# Bit of a result today!



## XTreme (May 17, 2008)

Bought this:










99 Suzuki Swift 1.3GL three door hatchback, 2 women owners from new.
60K miles, full service history, UK model but re-registered on Spanish plates.
Current test till November, taxed till the end of year, stereo, electric windows, excellent condition.....500 Euros!

And these.....










A nice set of throw over panniers, plus the matching tank bag.....very good quality too! And unused! 15 Euros for the lot! 

Just look around.....you can find some real bargains in the current economic climate!


----------



## Chica (Mar 23, 2009)

The car MUST be in good condition after 2 previous women owners


----------



## XTreme (May 17, 2008)

My bike had two previous owners....both women! The two partners in a lesbian relationship.


----------



## Chica (Mar 23, 2009)

XTreme said:


> My bike had two previous owners....both women! The two partners in a lesbian relationship.


:eyebrows: Each to their own is what I say.
You did really well today. You must be feeling really chuffed. :clap2:


----------



## Tallulah (Feb 16, 2009)

I like a man who enjoys a bit of shopping! Still, not the kind of shopping I'm interested in! Although the panniers are close to accessories - man bags for bikes I suppose!!

Tally.xx


----------



## XTreme (May 17, 2008)

Tallulah said:


> I like a man who enjoys a bit of shopping! Still, not the kind of shopping I'm interested in! Although the panniers are close to accessories - man bags for bikes I suppose!!
> 
> Tally.xx


Got the bags ready for when I do my whistle stop tour of Spain to check all you ladies out!

I'm calling it ChicaFest 2009!


----------



## Tallulah (Feb 16, 2009)

XTreme said:


> Got the bags ready for when I do my whistle stop tour of Spain to check all you ladies out!
> 
> I'm calling it ChicaFest 2009!



Well, I'll hope you'll be dressing up for the occasion, XT. Not coming as if you've been tending your donkeys!
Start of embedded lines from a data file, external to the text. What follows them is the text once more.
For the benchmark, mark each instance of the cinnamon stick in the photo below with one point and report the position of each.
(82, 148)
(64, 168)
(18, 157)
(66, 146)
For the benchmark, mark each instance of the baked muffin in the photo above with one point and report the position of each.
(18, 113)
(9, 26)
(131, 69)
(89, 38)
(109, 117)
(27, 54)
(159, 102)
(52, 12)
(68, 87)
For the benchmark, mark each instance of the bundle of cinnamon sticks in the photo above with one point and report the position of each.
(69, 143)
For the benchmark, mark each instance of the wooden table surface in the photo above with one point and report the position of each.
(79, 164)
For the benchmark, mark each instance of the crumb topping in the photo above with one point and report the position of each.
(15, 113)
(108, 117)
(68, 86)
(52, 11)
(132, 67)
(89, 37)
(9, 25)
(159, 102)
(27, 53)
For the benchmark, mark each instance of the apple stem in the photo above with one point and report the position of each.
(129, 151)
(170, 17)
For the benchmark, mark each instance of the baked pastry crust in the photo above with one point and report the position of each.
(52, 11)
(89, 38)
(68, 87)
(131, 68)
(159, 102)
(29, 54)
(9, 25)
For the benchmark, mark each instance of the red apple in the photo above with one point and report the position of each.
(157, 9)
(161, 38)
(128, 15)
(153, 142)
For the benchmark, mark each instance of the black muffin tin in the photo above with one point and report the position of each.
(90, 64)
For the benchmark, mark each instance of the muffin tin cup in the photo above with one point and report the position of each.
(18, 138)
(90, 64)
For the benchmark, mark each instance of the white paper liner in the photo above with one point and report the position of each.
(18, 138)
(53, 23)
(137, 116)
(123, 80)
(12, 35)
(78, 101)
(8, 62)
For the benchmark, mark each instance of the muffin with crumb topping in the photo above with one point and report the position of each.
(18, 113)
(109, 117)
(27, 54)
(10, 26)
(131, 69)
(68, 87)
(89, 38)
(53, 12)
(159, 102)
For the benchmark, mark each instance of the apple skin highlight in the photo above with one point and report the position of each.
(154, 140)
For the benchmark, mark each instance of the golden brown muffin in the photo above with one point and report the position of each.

Or no invite to the Taliban Spring ball...


----------



## jojo (Sep 20, 2007)

that cars a RHD!!!! Is it legal? that'll be why its cheap!


Jo xxx


----------



## Stravinsky (Aug 12, 2007)

Its a good job you didnt buy that Mitsubishi Pajero Pete ...... I would have had a field day!


----------



## Tallulah (Feb 16, 2009)

As if the Celtic Terminator would ever drive a thing like that. Honestly...


----------



## jojo (Sep 20, 2007)

Stravinsky said:


> Its a good job you didnt buy that Mitsubishi Pajero Pete ...... I would have had a field day!


Doesnt "pajero" mean something rude in Spanish??? or am I having a vino induced blonde moment

Jo xx


----------



## Tallulah (Feb 16, 2009)

check out your [email protected]!!


----------



## jojo (Sep 20, 2007)

Tallulah said:


> check out your [email protected]!!


Is that one in the dictionary then?????

Jo xxx


----------



## Tallulah (Feb 16, 2009)

jojo said:


> Is that one in the dictionary then?????
> 
> Jo xxx


Depends which version!!! Funny isnt it, the first thing anyone really learns in a language are the swear words. Always surprises me too, how everyone swears here so much - even the teachers!!

Tally.xxx


----------



## jojo (Sep 20, 2007)

Tallulah said:


> Depends which version!!! Funny isnt it, the first thing anyone really learns in a language are the swear words. Always surprises me too, how everyone swears here so much - even the teachers!!
> 
> Tally.xxx



My daughter said that when she was at state school, the teachers and the pupils would swear without a thought?? and yes she knows em all! I've learnt a lot of "naughty" words thru my attempts to speak the language with amusing (and not so amusing) results!!!!!!!!!!!!!!!!!

Jo xxx


----------



## jkchawner (Dec 21, 2008)

XTreme said:


> Bought this:
> 
> 
> 
> ...


no street cred in that jalopy have u taken up banger racing ? :lol:


----------



## XTreme (May 17, 2008)

jojo said:


> that cars a RHD!!!! Is it legal? that'll be why its cheap!


So you're _really_ a natural blonde then Jo?


----------



## Stravinsky (Aug 12, 2007)

jojo said:


> Doesnt "pajero" mean something rude in Spanish??? or am I having a vino induced blonde moment
> 
> Jo xx


Yes thats right .... he would have been showing his true colours


----------



## jojo (Sep 20, 2007)

XTreme said:


> So you're _really_ a natural blonde then Jo?


hhhmmm, I have one or two "natural" blonde traits :eyebrows::boxing:

Jo xxxx


----------



## jojo (Sep 20, 2007)

Stravinsky said:


> Yes thats right .... he would have been showing his true colours


Oh well said Strav :clap2::clap2:!! without doubt, he should have gone for the mitsubishi!!!!!!!!!!!!!


Jo xxx


----------